En 2001 George Walker Bush organizó la invasión y la ocupación de Afganistán, en las que han muerto dos mil 234 estadunidenses (60 de ellos, en lo que va de 2013), 44 británicos, 644 individuos de otras potencias ocupantes y decenas de miles de afganos. En aquel entonces se dijo que la idea era garantizar la seguridad de sus conciudadanos, pero en 2013 los atentados organizados por fundamentalistas islámicos (así clasificó el gobierno gringo a los bombazos del maratón de Boston) siguen matando gente en territorio de Estados Unidos.
Dos años después de lanzar a las fuerzas armadas sobre Afganistán, Bush emprendió la invasión de Irak, en donde cuatro mil 487 de sus hombres encontraron la muerte y más de 30 mil sufrieron heridas de distinta consideración.
Si uno lo mira bien, Bush es mucho más merecedor de la acusación de poner en riesgo vidas de estadunidenses de lo que podría serlo el soldado Bradley Manning, quien no organizó guerra alguna y quien, hasta donde se sabe, no disparó un solo tiro durante su estancia en Irak.
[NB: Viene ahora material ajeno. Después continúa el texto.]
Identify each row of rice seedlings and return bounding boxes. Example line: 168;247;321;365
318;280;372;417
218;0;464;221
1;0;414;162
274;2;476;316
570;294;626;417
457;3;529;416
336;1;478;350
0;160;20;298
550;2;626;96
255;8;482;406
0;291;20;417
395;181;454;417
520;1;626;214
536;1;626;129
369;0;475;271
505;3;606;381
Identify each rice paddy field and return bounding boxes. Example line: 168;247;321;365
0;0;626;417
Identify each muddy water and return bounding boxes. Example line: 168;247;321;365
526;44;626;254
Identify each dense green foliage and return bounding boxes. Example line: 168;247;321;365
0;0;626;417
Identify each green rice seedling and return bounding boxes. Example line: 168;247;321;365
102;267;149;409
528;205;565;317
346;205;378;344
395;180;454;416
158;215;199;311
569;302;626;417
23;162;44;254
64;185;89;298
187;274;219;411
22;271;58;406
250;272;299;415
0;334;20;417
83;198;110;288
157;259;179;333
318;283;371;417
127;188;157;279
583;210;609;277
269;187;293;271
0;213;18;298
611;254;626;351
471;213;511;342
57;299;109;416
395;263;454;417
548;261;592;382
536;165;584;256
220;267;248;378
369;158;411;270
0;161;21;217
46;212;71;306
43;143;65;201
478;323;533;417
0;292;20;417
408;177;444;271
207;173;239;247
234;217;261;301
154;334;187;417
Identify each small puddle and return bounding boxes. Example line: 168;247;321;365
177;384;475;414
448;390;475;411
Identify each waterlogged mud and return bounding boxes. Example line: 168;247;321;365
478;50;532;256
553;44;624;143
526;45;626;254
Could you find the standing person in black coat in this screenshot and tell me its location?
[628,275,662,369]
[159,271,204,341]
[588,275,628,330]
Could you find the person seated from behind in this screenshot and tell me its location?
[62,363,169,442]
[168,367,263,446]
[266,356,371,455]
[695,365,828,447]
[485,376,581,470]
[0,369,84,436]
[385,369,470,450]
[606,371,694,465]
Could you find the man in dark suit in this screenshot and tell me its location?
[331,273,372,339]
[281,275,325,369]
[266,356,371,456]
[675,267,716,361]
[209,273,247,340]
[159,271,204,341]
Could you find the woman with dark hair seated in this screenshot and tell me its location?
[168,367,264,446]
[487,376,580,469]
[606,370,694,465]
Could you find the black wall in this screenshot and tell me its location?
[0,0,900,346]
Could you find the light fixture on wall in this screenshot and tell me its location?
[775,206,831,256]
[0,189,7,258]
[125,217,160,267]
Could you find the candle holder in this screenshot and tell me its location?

Lo relevante de su estadía en esa desgraciada nación árabe fue, según afirman sus acusadores en una corte militar, el haber entregado a Wikileaks miles de documentos del Pentágono. Gracias a ellos el mundo corroboró la extensión de los crímenes cometidos por Washington en los dos países invadidos. Supo, por ejemplo, que el reportero de Reuters Namir Noor-Eldeen fue asesinado a sangre fría, junto con otras diez personas, por los tripulantes de un helicóptero estadunidense de ataque; o que las fuerzas invasoras mataron a más de 150 mil civiles inermes y que contabilizaron a muchos de ellos como enemigos muertos en combate; o que las fuerzas ocupantes entregaron innumerables prisioneros a la policía iraquí, a sabiendas de que serían asesinados o torturados.
Esa información habría podido ser de suma utilidad para dar eficacia a la justicia militar de Estados Unidos, para crear conciencia en Washington de que la intervención militar había servido para entronizar en Bagdad a funcionarios que se comportaban peor que Saddam (como lo formuló la Iraqui News Network) y para fortalecer la necesaria vigilancia social y mediática sobre las autoridades, es decir, para consolidar las reglas democráticas que Estados Unidos reclama desde siempre.
Por cierto: si tales reglas fueran realmente vigentes, hace rato que Bush y sus colaboradores Donald Rumsfeld, Dick Cheney y Condoleezza Rice, entre otros, habrían tenido que comparecer ante una corte por mentir a la sociedad, por destruir dos países, por llevar a miles de muchachos estadunidenses a una muerte sin sentido y por tolerar una corrupción monumental con los contratos de las guerras, si no es que, como en el caso de Cheney, por beneficiar con ellos a empresas en las que estaba involucrado.
Sin embargo, tras dejar sus puestos en Washington, estos individuos partieron a un anonimato millonario. Salvo Bush, quien a veces da de qué hablar cuando sale a pasear en bicicleta por su rancho de Texas.
Manning, en cambio, fue arrestado el 26 de mayo de 2010. Inicialmente internado en Kuwait, dos meses después se le envió a la base de los marines en Quantico, Virginia. Allí fue sometido durante muchos meses a un régimen carcelario equiparable a la tortura: encerrado en una celda de dos metros por tres, privado de todo contacto con el mundo exterior, desnudo, privado de sueño, alumbrado y sometido a cámaras de vigilancia las 24 horas, privado de sus lentes, despojado de todo material de lectura o escritura. El propósito del maltrato, de acuerdo con los abogados del acusado, fue presionar a Manning para que incriminara a Julian Assange, el fundador de Wikileaks, contra quien los aparatos de justicia de Estados Unidos no han logrado construir una acusación verosímil.
Ayer, en la base militar del Fuerte Meade, cerca de la capital estadunidense, empezó el juicio de guerra contra el soldado Manning. Bush, por su parte, sigue paseando en bicicleta en su rancho de Texas.